Sometimes, I say some variant of “yeah, probably some people will need to do a pivotal act” and people raise the objection: “Should a small subset of humanity really get so much control over the fate of the future?”
(Sometimes, I hear the same objection to the idea of trying to build aligned AGI at all.)
I’d first like to say that, yes, it would be great if society had the ball on this. In an ideal world, there would be some healthy and competent worldwide collaboration steering the transition to AGI.[1]
Since we don’t have that, it falls to whoever happens to find themselves at ground zero to prevent an existential catastrophe.
A second thing I want to say is that design-by-committee… would not exactly go well in practice, judging by how well committee-driven institutions function today.
Third, though, I agree that it’s morally imperative that a small subset of humanity not directly decide how the future goes. So if we are in the situation where a small subset of humanity will be forced at some future date to flip the gameboard — as I believe we are, if we’re to survive the AGI transition — then AGI developers need to think about how to do that without unduly determining the shape of the future.

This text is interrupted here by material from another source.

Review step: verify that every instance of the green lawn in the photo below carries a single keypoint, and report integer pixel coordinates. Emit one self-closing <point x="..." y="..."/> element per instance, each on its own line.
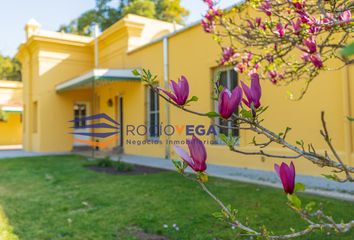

The goal should be to cause the future to be great on its own terms, without locking in the particular moral opinions of humanity today — and without locking in the moral opinions of any subset of humans, whether that’s a corporation, a government, or a nation.
(If you can't see why a single modern society locking in their current values would be a tragedy of enormous proportions, imagine an ancient civilization such as the Romans locking in their specific morals 2000 years ago. Moral progress is real, and important.)
But the way to cause the future to be great “on its own terms” isn’t to do nothing and let the world get destroyed. It’s to intentionally not leave your fingerprints on the future, while acting to protect it.
You have to stabilize the landscape / make it so that we’re not all about to destroy ourselves with AGI tech; and then you have to somehow pass the question of how to shape the universe back to some healthy process that allows for moral growth and civilizational maturation and so on, without locking in any of humanity’s current screw-ups for all eternity.
Unfortunately, the current frontier for alignment research is “can we figure out how to point AGI at anything?”. By far the most likely outcome is that we screw up alignment and destroy ourselves.
If we do solve alignment and survive this great transition, then I feel pretty good about our prospects for figuring out a good process to hand the future to. Some reasons for that:
- Human science has a good track record for solving difficult-seeming problems; and if there’s no risk of anyone destroying the world with AGI tomorrow, humanity can take its time and do as much science, analysis, and weighing of options as needed before it commits to anything.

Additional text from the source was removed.